Vi beleza nela. Vi charme e independência. Enxerguei poesia. Li os versos mais profundos da minha existência quando a encarava. Era pura, eu era pura. Livre e sozinha, da maneira mais bonita que um ser humano pode ser.


Nunca lutei contra ela porque sempre pareceu tão certo ser sozinha. Enquanto tinha pessoas ao redor do globo lutando constantemente consigo mesmo por não saber lidar com algo tão simples como estar só, era nesse momento que eu me encontrava em plenitude. Escolhia solidão e toda sua magnitude.

Fiz dela minha amiga, minha parceira querida. Uma escolha. Tem coisa mais bonita do que escolher alguma coisa?

Mas hoje eu me pergunto se realmente escolhi. Enxerguei essa beleza toda ou fui obrigada a desenhar?
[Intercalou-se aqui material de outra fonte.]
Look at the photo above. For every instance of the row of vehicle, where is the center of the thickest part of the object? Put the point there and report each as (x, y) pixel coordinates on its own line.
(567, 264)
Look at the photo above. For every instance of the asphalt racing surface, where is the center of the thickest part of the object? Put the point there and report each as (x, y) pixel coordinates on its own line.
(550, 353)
Porque não há ninguém para contar! Que escolha eu teria? Lutar contra a solidão, me jogando em qualquer relação ou fazer dela minha amiga? Uma amiga bonita, eu diria.

Se tivesse alguém para contar, eu gostaria tanto dela? Não sei, as vezes duvido muito, hoje mais do que nunca queria poder saber.

É poesia, é beleza, é liberdade... mas também é cansativo. Se não for eu, não me viro. Se eu não fizer, não acontece. Se eu não decidir, fica no limbo. Se eu não resolver, fica mal resolvido. Se eu não contar, sofro em silêncio. Se não lidar, fico me remoendo. Sozinha, sozinha, sozinha. Cansou tanto que nem percebi. Quando me dei conta, já estava exausta.

Arrependida de ter procurado por alguém. Não, não há ninguém! Ninguém que possa fazer a vida mais fácil. Admito, que trocaria a poesia, beleza e liberdade, pelo menos um pouco da parcela dos três, por uma companhia que as vezes salvasse meu dia.

Mas não tenho essa pessoa. Não há uma pessoa se quer por perto. Aquele que me salva as vezes, parece que falta um pouco de afeto, onde eu nem me sinto confortável para desmoronar quando já estou em cacos.

Preciso me recompor antes que achem que sou muito necessitada, mas hoje eu realmente me senti quebrada. De novo, sem ninguém para me ajudar a levantar e dizer “tranquila, estou aqui”. Ninguém está.

Não há uma companhia se quer para eu contar. Talvez agora eu ache triste, porque estou muito cansada. Queria pelo menos um dia, poder encontrar carinho em um gesto de ajuda que não pareça sacrifício. Para ter isso eu preciso gritar, pedir, chorar. Parece que mendigo por cuidado e apoio. Isso quando faço, porque na maioria das vezes eu sou meu cuidado, eu sou meu apoio.

Foi assim quando fui psicologicamente abusada no primeiro namoro. Eu fui meu cuidado. Eu fui meu apoio. Ou quando choro toda vez pela pressão sobre meu corpo. Eu sou meu cuidado. Eu sou meu apoio. Ou quando sinto que fracassei em algo que eu estou buscando. Eu me levanto. Também nas vezes que não sou convidada para viagens sensacionais. Eu me consolo em meus textos, eu seco minhas lágrimas e sigo. E nas vezes, quase óbvias, onde eu grito e esperneio. O cuidado até vem, mas dessa vez eu rejeito.

É incrível e ao mesmo tempo exaustivo.

E sem ninguém para contar.

Estou sozinha desde antes de poder imaginar o que isso poderia significar. E simplesmente não há ninguém para contar. Cem por cento contar. Apenas estar lá. Facilitar.

Essa pessoa não existe. Na verdade, até existe. E sou eu. Mas cansada desse jeito, o caminho só fica mais difícil e intenso. Nesse exato momento não estou facilitando para ninguém. Acho que até poderia esperar, torcer, dialogar, quem sabe em busca do cuidado e apoio de alguém.

Mas há exatamente ninguém.

Então eu preciso me recompor, desenhar de forma diferente essa dor, com beleza, cor e poesia. Fazer dela bonita de novo. Porque assim talvez me reencontre. Ou talvez fique mais cansada. Mas não há ninguém além de mim então necessito, mais do que nunca, ser minha mais segura morada.